Development of nanobodies against the coat protein of maize chlorotic mottle virus

Abstract

Maize lethal necrosis (MLN) is a maize disease caused by the maize chlorotic mottle virus (MCMV), a potyvirus which causes yield losses of 30-100%. The present study aimed to isolate nanobodies against the MCMV coat protein (CP) for the diagnosis of MLN. MCMV CP expressed in Escherichia coli was used for llama immunization. VHH (i.e. variable heavy domain of heavy chain) gene fragments were prepared from blood drawn from the immunized llama and used to generate a library in E. coli TG1 cells. MCMV specific nanobodies were selected by three rounds of phage display and panning against MCMV CP. The selected nanobodies were finally expressed in E. coli WK6 cells and purified. Eleven MCMV-specific nanobodies were identified and shown to detect MCMV in infected maize plants. Thus, our results show that nanobodies isolated from llama immunized with MCMV CP can distinguish infected and healthy maize plants, potentially enabling development of affordable MCMV detection protocols.
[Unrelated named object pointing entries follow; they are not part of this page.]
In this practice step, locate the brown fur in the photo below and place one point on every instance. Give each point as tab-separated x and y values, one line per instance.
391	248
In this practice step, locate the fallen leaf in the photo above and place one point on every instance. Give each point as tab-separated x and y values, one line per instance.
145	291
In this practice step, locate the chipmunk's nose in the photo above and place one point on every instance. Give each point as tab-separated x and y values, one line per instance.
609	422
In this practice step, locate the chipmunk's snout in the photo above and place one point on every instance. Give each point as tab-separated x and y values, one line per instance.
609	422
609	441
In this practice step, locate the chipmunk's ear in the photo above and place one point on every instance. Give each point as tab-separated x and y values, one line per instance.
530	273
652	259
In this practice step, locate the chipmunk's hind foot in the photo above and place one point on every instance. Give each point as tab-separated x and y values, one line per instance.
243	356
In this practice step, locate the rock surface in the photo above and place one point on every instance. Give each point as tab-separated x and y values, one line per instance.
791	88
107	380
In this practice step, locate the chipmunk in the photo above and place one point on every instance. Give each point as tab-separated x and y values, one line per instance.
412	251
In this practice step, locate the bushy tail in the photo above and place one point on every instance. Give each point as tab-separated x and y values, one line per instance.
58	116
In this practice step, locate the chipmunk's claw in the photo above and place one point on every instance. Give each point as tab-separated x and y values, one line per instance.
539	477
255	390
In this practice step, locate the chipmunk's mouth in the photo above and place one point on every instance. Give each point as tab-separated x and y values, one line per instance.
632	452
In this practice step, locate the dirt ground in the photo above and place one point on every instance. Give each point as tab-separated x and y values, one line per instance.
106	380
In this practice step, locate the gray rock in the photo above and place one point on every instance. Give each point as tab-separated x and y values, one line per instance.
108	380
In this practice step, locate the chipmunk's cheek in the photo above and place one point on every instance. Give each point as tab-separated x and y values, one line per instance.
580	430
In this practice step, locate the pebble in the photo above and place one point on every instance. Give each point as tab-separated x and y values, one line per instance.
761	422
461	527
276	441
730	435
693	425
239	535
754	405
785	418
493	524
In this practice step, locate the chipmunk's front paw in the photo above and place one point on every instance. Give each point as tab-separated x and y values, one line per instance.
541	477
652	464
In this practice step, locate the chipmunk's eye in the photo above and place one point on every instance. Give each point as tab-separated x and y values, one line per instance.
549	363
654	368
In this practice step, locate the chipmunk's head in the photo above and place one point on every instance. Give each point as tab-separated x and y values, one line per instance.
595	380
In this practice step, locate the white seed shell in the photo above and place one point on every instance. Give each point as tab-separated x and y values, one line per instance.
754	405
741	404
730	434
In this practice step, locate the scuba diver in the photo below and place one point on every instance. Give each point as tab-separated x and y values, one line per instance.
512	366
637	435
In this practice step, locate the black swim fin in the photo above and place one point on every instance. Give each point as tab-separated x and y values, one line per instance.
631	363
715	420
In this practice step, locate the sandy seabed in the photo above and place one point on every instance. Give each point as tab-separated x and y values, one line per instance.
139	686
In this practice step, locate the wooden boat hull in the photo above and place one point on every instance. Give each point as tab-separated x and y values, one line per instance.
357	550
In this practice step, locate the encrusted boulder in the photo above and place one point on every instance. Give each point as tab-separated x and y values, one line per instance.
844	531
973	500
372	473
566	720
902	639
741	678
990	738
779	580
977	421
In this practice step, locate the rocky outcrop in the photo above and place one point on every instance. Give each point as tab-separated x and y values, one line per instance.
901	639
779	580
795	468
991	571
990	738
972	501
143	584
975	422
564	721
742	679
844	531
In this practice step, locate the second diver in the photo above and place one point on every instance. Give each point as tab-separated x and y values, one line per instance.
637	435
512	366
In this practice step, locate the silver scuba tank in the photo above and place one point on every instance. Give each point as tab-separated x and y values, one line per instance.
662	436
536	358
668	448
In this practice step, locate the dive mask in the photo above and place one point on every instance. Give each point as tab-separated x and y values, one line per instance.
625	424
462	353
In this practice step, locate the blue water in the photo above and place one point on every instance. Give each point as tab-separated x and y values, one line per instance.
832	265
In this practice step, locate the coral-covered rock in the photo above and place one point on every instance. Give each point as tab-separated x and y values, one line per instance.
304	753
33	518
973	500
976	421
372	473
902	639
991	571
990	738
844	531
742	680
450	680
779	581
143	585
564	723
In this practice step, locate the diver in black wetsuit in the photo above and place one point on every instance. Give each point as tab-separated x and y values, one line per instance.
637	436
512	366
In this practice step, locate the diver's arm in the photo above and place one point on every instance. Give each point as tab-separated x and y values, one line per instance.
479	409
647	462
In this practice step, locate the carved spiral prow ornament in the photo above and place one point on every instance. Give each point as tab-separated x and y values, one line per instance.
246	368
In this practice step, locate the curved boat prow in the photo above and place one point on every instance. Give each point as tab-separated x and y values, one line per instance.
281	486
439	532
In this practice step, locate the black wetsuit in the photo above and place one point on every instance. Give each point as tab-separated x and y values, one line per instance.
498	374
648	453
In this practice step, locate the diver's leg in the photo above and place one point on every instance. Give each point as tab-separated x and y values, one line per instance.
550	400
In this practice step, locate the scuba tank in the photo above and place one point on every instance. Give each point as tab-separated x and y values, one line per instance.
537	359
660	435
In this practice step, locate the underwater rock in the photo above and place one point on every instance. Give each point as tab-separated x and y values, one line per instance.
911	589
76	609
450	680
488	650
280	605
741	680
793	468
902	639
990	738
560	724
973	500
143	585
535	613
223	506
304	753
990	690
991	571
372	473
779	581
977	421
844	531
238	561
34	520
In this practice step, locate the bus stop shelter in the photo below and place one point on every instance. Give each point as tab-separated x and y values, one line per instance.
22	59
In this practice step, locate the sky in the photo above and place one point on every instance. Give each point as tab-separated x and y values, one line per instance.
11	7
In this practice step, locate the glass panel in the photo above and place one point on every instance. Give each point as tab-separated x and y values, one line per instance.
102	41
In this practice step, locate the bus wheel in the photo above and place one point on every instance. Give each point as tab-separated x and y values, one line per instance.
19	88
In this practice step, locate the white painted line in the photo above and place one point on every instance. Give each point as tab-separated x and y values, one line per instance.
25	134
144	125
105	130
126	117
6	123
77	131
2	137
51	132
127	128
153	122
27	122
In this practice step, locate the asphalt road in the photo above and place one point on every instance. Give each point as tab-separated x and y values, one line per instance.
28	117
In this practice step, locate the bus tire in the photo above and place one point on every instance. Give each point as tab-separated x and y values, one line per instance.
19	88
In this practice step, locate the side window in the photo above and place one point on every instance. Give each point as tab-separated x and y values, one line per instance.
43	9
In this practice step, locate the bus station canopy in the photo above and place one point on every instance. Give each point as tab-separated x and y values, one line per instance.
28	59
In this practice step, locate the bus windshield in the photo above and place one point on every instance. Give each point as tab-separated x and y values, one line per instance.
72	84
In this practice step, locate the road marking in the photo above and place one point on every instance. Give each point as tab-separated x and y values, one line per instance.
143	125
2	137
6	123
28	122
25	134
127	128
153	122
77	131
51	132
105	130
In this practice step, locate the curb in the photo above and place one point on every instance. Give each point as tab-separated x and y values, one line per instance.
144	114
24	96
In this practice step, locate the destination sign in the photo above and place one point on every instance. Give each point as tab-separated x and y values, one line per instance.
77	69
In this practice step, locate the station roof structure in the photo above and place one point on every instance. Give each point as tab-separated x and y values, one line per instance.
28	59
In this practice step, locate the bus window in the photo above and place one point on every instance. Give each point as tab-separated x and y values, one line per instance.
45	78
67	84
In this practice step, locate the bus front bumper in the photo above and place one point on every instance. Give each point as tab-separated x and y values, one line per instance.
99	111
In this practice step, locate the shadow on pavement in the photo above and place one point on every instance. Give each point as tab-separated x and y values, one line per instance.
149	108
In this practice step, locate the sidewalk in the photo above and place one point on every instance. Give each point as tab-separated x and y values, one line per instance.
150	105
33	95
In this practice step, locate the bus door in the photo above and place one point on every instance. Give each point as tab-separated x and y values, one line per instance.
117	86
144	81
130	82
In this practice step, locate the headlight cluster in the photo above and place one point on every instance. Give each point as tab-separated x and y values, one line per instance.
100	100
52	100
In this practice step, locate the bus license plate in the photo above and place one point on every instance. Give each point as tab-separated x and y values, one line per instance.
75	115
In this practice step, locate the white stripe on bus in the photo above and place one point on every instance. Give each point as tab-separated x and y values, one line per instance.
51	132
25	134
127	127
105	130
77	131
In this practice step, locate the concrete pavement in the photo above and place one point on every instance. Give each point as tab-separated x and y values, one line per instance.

Keywords: MCMV; MLN; antigen; nanobodies; protein expression; single domain antibody.

Fig. 1

EcoR1/Ndel test digest after plasmid preparation for MCMV CP constructs run on 1% agarose gel. MM is the molecular marker in base pairs (bps), while lanes 1, 2, 3 and 4 are the samples. The correct insert size of approximately 750 bp was observed on constructs loaded on lanes 1 and 3.

Fig. 2

Expression of MCMV CP in E. coli BL21 DE3 cells. Protein purification was achieved by chitin column affinity purification and MonoS ion exchange chromatography. (A) 15% SDS/PAGE was used for analysis after chitin column affinity purification of MCMV coat protein. The gel lanes were loaded as follows: MM, molecular weight marker in kDa; l and 2; products after the overnight self‐cleavage induced by dithiothreitol. MCMV CP was observed at 25 kDa. From the gel image, other proteins co‐eluted with the desired protein. (B) 15% SDS/PAGE analysis after MonoS ion purification of MCMV coat protein, with the protein of interest eluted using NaCl salt gradient. MM is the molecular weight marker; 1–6 are the fractions eluted during the chromatographic process. 1 to 5 are the eluted NaCl gradient fractions. MCMV CP eluted when the concentration of NaCl was at 1 m.

Fig. 3

Representative immune monitoring showing the strong immune response to MCMV coat antigen. (in this response measure, both conventional and heavy chain antibodies are measured). The serum of the llama from the blood drawn before and after immunization was serially diluted from 1 : 10 up to 1 : 1 771 470 (n = 12 for each dilution loaded in triplicate, geom_bar drawn using ggplot2 with the SD used to indicate the error bars).

Fig. 4

Identification of MCMV CP specific nanobodies by periplasmic ELISA. From the analysis of 95 clones randomly picked from the second and third round of panning, 76 clones were identified as positive for nanobodies that bind MCMV CP. The absorbance read at 415 nm was at least twice in the antigen coated well compared to the control well. However, clone 29 had a higher reading in the control well, which could be a result of contamination.

Fig. 5

Colony PCR to test for colonies containing an insert with the desired MCMV VHH genes. The PCR products were analyzed on a 1% agarose gel. A positive nanobody clone produces an amplicon of approximately 400 bp. MM is the molecular marker in base pairs (bps) while 1 to 32 are the samples. Of the 32 selected clones, 28 of them had a fragment that was approximately 400 bp.

Fig. 6

Phylogeny tree of the protein sequences of the selected nanobodies demonstrating the homology between the different VHH sequences against the MCMV CP. The sequences group to four families.

Fig. 7

Soluble expression of MCMV CP specific nanobodies in E. coli WK6 cells. Protein purification was achieved after osmotic shock lysis and IMAC purification. In the first well, MM is the molecular marker and the nanobodies were loaded in the remaining wells. A good quality band of approximately 15 kDa is observed on 15% SDS‐PAGE gel indicating high quality nanobodies.

Fig. 8

A bar chart representing absorbance at 415 nm of the nanobodies developed against MCMV CP in indirect ELISA. The test wells were coated with 100 μL of sample material prepared from MCMV infected maize plants. The control wells were coated with extraction buffer. All six tested nanobodies were detecting MCMV antigens with a high signal compared to the control well (n = 17 loaded in duplicate, geom_bar drawn using ggplot2 with the SD used to indicate the error bars).